The $250 will help, but it is only half of what the workers' union requested, said Wretha Thomas, president of the Houston Educational Support Personnel union.
"The workers were happy to get the $250, but they would've been more satisfied if they got the $500," she said. "The way I look at it, HISD doesn't value the blue-collar workers."
Thomas also said the union wants a 5 percent raise for workers' wages, though the board will only consider a 3 percent raise this Thursday.
Some workers say district officials are doing what they can, and the bonus is a sign they are trying to lighten the load of high gas costs, which was averaging $4 a gallon nationwide on Monday.
"It's a great help for some that are less fortunate," said Charlie Reed, a bus driver who earns about $20,000 per year.
Reed, a five-year employee of the state's largest school district, lives 17 miles from work and spends about $100 a week for gas. He said he hopes the district will eventually offer a gas bonus for all of its workers.

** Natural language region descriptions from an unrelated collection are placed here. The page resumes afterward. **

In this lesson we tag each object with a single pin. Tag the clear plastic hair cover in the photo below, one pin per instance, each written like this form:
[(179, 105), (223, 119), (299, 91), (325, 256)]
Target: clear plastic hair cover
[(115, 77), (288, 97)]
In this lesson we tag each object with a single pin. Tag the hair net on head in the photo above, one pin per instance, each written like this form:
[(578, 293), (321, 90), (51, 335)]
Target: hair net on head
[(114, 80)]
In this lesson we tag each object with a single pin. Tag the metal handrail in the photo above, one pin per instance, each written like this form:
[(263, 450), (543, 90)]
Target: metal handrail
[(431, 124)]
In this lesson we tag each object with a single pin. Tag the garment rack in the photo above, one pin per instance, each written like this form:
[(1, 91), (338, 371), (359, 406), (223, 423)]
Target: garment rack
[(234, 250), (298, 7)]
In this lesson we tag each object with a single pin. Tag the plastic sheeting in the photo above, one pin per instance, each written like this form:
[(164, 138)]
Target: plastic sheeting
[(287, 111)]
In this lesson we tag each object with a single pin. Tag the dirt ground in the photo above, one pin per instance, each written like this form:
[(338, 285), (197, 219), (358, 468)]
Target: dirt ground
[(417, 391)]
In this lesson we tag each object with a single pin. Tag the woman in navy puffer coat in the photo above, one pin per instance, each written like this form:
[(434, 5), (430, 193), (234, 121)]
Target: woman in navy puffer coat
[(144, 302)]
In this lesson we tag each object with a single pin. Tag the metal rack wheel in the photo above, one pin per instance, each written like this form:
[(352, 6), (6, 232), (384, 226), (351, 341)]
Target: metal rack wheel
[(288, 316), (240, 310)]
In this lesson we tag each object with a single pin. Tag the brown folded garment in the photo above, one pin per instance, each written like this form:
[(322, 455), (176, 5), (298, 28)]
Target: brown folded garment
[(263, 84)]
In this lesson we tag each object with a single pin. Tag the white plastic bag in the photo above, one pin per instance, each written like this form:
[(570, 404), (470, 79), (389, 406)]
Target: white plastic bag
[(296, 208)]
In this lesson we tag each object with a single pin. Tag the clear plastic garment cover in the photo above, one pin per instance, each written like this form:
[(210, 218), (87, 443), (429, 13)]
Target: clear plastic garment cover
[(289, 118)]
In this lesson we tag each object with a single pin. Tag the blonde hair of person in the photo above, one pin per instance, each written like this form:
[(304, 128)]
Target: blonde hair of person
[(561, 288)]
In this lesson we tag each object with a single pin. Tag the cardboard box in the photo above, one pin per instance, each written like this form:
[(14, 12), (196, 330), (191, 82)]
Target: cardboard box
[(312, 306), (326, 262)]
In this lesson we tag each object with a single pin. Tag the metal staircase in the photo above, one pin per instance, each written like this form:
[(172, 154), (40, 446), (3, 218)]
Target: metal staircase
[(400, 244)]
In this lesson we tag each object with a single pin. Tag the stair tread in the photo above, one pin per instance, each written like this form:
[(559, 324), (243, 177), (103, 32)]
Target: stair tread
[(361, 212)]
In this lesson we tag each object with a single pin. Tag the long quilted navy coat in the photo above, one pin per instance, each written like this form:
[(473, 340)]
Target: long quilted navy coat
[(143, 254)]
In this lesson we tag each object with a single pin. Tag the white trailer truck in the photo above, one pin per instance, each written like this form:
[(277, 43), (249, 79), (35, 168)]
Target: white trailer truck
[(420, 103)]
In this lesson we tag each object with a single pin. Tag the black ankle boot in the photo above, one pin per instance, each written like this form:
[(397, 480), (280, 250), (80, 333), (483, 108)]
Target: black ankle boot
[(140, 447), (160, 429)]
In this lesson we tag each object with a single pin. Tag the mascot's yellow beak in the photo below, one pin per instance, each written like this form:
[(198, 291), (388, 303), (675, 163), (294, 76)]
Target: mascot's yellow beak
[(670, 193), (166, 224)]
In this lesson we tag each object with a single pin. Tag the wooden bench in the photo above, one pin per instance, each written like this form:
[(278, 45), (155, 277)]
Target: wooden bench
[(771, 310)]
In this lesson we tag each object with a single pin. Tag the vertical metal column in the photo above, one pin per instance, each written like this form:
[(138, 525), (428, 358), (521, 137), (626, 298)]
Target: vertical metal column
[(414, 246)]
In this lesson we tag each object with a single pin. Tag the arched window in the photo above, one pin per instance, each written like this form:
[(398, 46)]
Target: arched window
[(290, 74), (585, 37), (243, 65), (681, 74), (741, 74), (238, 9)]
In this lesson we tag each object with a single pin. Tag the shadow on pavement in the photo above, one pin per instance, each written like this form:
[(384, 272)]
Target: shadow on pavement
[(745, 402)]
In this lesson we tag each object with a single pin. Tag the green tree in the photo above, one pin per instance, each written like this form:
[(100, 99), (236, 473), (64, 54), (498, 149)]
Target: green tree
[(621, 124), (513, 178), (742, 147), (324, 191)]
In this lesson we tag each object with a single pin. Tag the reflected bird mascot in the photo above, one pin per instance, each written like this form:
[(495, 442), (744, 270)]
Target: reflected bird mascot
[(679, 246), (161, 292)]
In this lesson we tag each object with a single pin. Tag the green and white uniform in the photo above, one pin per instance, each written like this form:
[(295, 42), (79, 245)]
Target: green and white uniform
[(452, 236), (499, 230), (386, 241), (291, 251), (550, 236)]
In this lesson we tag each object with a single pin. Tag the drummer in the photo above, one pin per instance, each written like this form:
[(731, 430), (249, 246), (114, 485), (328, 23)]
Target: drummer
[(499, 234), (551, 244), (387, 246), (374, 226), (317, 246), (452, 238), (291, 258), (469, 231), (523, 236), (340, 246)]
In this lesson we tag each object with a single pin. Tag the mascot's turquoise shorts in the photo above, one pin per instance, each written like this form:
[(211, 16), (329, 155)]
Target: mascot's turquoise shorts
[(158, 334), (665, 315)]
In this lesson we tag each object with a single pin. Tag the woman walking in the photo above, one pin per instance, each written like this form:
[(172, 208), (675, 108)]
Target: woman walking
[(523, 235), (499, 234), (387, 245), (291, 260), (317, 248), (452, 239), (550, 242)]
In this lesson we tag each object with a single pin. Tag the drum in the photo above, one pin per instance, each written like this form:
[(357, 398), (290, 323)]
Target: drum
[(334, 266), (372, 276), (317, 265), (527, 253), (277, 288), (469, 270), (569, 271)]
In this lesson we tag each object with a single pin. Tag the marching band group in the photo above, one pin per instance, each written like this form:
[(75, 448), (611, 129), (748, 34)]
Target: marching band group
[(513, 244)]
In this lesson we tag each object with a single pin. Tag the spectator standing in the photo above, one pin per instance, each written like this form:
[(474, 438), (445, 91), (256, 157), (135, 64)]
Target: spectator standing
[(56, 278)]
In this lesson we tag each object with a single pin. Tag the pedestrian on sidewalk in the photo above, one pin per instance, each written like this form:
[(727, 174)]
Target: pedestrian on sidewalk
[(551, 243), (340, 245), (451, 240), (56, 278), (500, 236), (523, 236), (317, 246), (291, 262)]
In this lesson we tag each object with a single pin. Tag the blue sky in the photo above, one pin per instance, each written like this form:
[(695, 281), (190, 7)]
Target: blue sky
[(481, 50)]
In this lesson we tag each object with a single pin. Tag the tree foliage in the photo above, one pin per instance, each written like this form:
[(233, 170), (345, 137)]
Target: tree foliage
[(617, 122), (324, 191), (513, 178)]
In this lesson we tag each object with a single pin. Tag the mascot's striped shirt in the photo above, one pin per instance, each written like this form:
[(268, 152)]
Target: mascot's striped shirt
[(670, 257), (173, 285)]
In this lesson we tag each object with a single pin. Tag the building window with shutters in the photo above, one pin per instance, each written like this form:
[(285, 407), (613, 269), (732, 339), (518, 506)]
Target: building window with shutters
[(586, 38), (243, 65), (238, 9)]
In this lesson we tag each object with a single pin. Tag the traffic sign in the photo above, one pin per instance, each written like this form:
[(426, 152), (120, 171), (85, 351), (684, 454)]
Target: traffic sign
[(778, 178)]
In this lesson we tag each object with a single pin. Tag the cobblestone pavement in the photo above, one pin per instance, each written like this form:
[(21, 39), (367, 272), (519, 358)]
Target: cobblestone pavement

"I probably would think that they would find ways to extend it out even more," Reed said. "I think it's the district just starting somewhere. It's starting on the low end and working its way to the top."
Theresa Culbertson, a bus driver who earns $40,000 a year, won't get the bonus.
"Naturally I would be happier if it was in my (salary) category," said Culbertson, a 29-year district employee. "But for the ones that's in that category, at least it'll help them out."
Those eligible for a check would include cafeteria workers, bus drivers, custodians and clerks. Because the district's lowest-paid teacher, a first-year employee with a bachelor's degree, earns $42,000 per year, educators won't be eligible. The district's highest-paid teacher earns $70,000 per year.
Abbott said about one-third of the school's 30,000 employees would qualify for a fuel check.